Please check out the full report here and the Executive Summary here


Wednesday, May 15, 2013

LEED v4 Materials & Resources: Building Product Disclosure & Optimization -- In Layman's Terms


Samala Hartley, Sustainable Building Associate

There are three Materials and Resources credits that focus on the disclosure and optimization of materials used on a project. The intent of these credits is to encourage the use of products where manufacturers are forthright with all the material and chemical ingredients used and their practices to procure raw materials.

LEED v4, MRc4, “Building product disclosure and optimization – sourcing of raw materials” places preference on manufacturers who publicly report information about their raw material suppliers and on responsible harvesting and extraction. In the point system, these two ideas are not exclusive to one another.

In addition to specifically emphasizing the sourcing of raw materials, this credit also combines a variety of other v3 materials credits into one. The following credits from v3 show up within v4 MRc4:
  • MRc3 - Materials Reuse 
  • MRc4 - Recycled Content
  • MRc5 - Regional Materials
  • MRc6 - Rapidly Renewable Materials
  • MRc6 - Certified Wood

Now, let’s dissect that credit title.

Building Product Disclosure & Optimization: Sourcing of Raw Materials


Building product: the permanently installed products of a building, separate from the installation costs. 
Disclosure: exposing information about a manufacturer’s products and processes. The rationale behind this is that when companies start disclosing this information they are held accountable for their practices and will be incentivized to improve.  This will result in greater, and faster, positive change in the marketplace.
Optimization:  Optimizing informed and sustainable decision making.
Sourcing of raw materials: “Sourcing” not only refers to the location of raw material extraction/harvesting, but also the use of recycled content and even the use of salvaged materials.

What are the options?


Option 1: Raw material source and extraction reporting 

This option requires the use of materials from manufacturers that publicly disclose information about their product’s raw material suppliers and their commitment to ecological and environmental responsibility.

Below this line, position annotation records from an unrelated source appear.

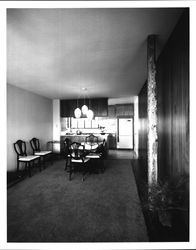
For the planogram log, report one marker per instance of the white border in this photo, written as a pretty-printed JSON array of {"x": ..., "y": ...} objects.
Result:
[{"x": 95, "y": 4}]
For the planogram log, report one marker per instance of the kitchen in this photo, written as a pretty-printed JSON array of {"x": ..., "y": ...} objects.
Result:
[{"x": 106, "y": 123}]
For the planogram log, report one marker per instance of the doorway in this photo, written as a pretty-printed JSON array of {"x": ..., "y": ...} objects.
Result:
[{"x": 125, "y": 133}]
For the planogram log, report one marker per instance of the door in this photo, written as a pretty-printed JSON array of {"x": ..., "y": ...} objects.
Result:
[{"x": 125, "y": 133}]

1 point is earned by specifying 20 products that meet the requirement (from at least 5 different manufacturers).
  • Products from manufacturers who disclose their practices through a third party verified corporate sustainability report qualify as 1 full product.
  • Products from manufacturers who create their own, unverified, report qualify as ½ a product.

Option 2: Leadership extraction practices

This option is a compilation of all the MR credits from version 3. In combination you must show that at least 25% of the materials cost has some sustainable value, including:
  • Extended producer responsibility (50% of the product value can contribute)
  • Bio-based materials: Meet Sustainable Agriculture Network’s Sustainable Agriculture Standard (verifies sustainable harvesting)
  • Wood products: Meet FSC certified
  • Materials Reuse: salvaged, refurbished, & reused products
  • Recycled Content: sum of post-consumer plus ½ pre-consumer recycled content
Regional location of a material becomes a valuation factor that can add value based on the proximity of the source material. The distance has decreased from 500 miles in v3 to 100 miles from the project site in v4.

USGBC is taking a new approach to the materials credits by emphasizing the greater transparency of manufacturers. Thus the new credits award more points for this disclosure, and less for the material content.